I’ve been hoping to put an interview with Congressman Jack Kimble (R-CA) up on the site for awhile now. As you may know, Congressman Kimble is Last Stand for Children First’s Honorary Director. What you may not know is that Congressman Jack was the only member of Congress to attend the tea party counter rallies in
. You can read about his travels and the gut-wrenching sacrifices his courageous band of heroes faced to help spread the cause of freedom at the following links: Madison, WI
- Congressman Kimble Arrives in Madison for Counter Protest
- Congressman Kimble Calls Madison, "Our Valley Forge Moment"
- Congressman Kimble Remembers Ill-Fated Madison Trip as a Shining Moment
Myron Miner: Thank you for agreeing to this interview Congressman. I know you have a busy schedule, so I'll get right to the point. Are you really calling what's going on in Madison a riot?
Jack Kimble: Thank you Myron. What I saw in Wisconsin will forever haunt me. As we walked with our signs I could see the harsh looks that many of the union protesters gave me and I must say, even if they weren't rioting in the streets, they were most certainly rioting in their minds.
MM: That had to be hard for you. What was the worst moment for you.?
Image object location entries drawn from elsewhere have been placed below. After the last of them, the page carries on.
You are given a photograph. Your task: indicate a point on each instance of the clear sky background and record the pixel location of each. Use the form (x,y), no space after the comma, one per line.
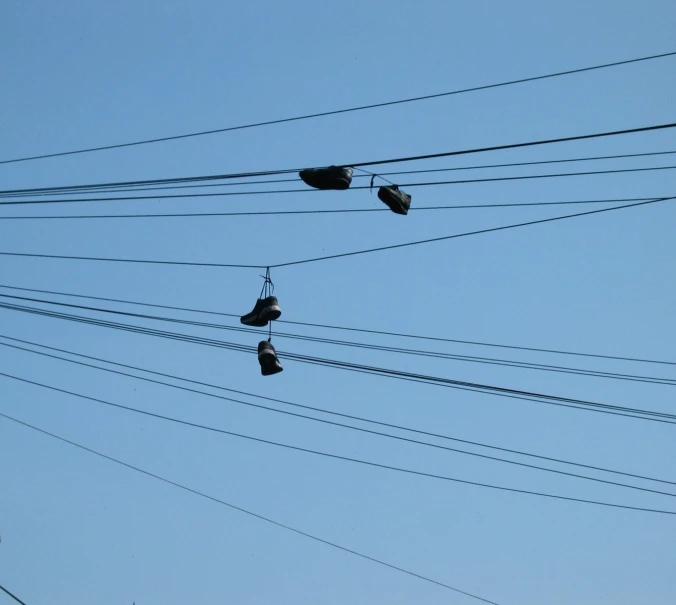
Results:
(79,530)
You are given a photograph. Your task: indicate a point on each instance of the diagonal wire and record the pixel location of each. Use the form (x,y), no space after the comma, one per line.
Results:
(353,344)
(341,111)
(84,189)
(457,235)
(345,328)
(307,190)
(243,510)
(567,402)
(304,407)
(344,458)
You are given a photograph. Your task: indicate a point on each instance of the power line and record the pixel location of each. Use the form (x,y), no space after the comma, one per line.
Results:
(128,260)
(307,190)
(245,511)
(446,154)
(343,458)
(85,189)
(567,402)
(304,212)
(339,424)
(332,256)
(349,329)
(352,344)
(17,599)
(457,235)
(305,407)
(341,111)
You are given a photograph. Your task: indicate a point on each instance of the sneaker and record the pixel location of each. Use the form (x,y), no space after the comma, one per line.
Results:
(265,310)
(267,357)
(397,201)
(333,177)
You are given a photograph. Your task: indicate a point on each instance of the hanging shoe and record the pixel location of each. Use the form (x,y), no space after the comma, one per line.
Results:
(397,201)
(265,310)
(267,357)
(333,177)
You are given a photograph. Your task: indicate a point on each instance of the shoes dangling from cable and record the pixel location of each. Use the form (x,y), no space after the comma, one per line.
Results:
(333,177)
(396,200)
(267,357)
(265,310)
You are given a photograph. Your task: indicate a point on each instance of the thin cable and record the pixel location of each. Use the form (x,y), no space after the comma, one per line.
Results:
(129,260)
(245,511)
(447,154)
(349,329)
(304,212)
(332,256)
(468,233)
(17,599)
(300,406)
(336,456)
(567,402)
(327,422)
(117,188)
(112,187)
(307,190)
(352,344)
(340,111)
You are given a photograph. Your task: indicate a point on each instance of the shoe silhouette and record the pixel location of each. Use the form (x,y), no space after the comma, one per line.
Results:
(267,357)
(396,200)
(333,177)
(265,310)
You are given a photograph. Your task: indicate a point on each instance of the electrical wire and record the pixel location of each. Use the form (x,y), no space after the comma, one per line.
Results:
(457,235)
(79,190)
(339,457)
(344,328)
(339,424)
(578,404)
(341,111)
(307,190)
(332,256)
(17,599)
(307,407)
(352,344)
(303,212)
(245,511)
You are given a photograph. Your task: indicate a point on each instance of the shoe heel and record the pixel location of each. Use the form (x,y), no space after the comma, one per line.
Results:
(270,313)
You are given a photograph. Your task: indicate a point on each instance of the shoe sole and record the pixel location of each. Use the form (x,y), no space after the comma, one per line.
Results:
(272,371)
(270,313)
(256,321)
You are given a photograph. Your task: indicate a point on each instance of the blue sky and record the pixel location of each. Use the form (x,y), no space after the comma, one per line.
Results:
(79,530)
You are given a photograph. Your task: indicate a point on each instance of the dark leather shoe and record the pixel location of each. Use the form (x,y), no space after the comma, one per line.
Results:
(396,200)
(333,177)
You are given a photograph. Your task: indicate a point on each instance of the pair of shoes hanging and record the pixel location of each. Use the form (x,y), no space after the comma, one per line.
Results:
(265,311)
(340,178)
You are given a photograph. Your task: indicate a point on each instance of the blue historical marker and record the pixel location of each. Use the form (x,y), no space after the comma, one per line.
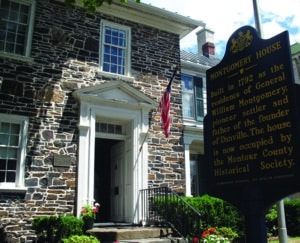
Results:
(252,126)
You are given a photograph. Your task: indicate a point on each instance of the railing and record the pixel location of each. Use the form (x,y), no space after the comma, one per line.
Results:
(161,206)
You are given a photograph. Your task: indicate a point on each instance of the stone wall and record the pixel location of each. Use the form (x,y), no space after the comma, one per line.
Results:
(65,57)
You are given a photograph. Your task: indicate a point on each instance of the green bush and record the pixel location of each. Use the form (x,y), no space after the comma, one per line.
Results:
(53,228)
(292,215)
(214,213)
(271,221)
(218,213)
(81,239)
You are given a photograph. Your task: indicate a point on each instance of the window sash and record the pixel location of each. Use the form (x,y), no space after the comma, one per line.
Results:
(13,137)
(192,97)
(114,50)
(16,26)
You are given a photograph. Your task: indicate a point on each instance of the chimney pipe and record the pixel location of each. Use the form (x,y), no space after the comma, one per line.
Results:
(205,41)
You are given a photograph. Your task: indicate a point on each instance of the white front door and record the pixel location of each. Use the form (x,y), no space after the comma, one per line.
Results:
(117,181)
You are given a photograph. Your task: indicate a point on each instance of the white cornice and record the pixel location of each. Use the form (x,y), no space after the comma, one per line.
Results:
(151,16)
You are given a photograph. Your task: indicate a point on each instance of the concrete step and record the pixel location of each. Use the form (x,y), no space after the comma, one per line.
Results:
(133,234)
(154,240)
JK: On Saturday, we were driven inside by a ferocious blizzard. We went to a local Denny's and the chicken noodle soup I ordered was luke warm and watery. I drank it anyway and I was happy to have it. Once those Koch buses left, the Tea Party protesters were trapped and I knew I had to act tough for them. There were good parts to though. I met a man named Leo who was 82 years young. He was part of a contingent of 5 Wisconsin Tea Partiers we met up with. He had brought with the club that his father had used to disperse strikers in a 1935 strike when he was a strike breaker.
MM: As a legislator, what do you think of the Wisconsin Democrats who left the state to stop the legislature from being able to pass this needed reform bill?
JK: I think it's just terrible. The Democrats love to say that Abraham Lincoln tried the same tactic in 1840 in an unsuccessful bid to save the Illinois Bank, but I've never been a fan of Lincoln. Only one President ever caused a civil war in this county and we lionize him.
MM: As an education reformer, I think this is great. However, why does Governor Walker feel that he needs to end collective bargaining?
JK: Working in county government, Scott Walker saw unions refuse to make concessions and instead tell him to lay off workers. He feels that these tactics drive salaries up and lead to layoffs and that is a tragedy. That's why he's willing to lay off workers if the Democrats continue to fight him on this. In fact, Governor Walker hates the negotiation process so much that this bill also contains language to allow him to sell off the state's utilities in a non-bid process. I mean, who needs all the stress of a closed bid?
MM: Thank you for your time Congressman.
JK: Thanks Myron, I believe strongly in what you do for the children of this country.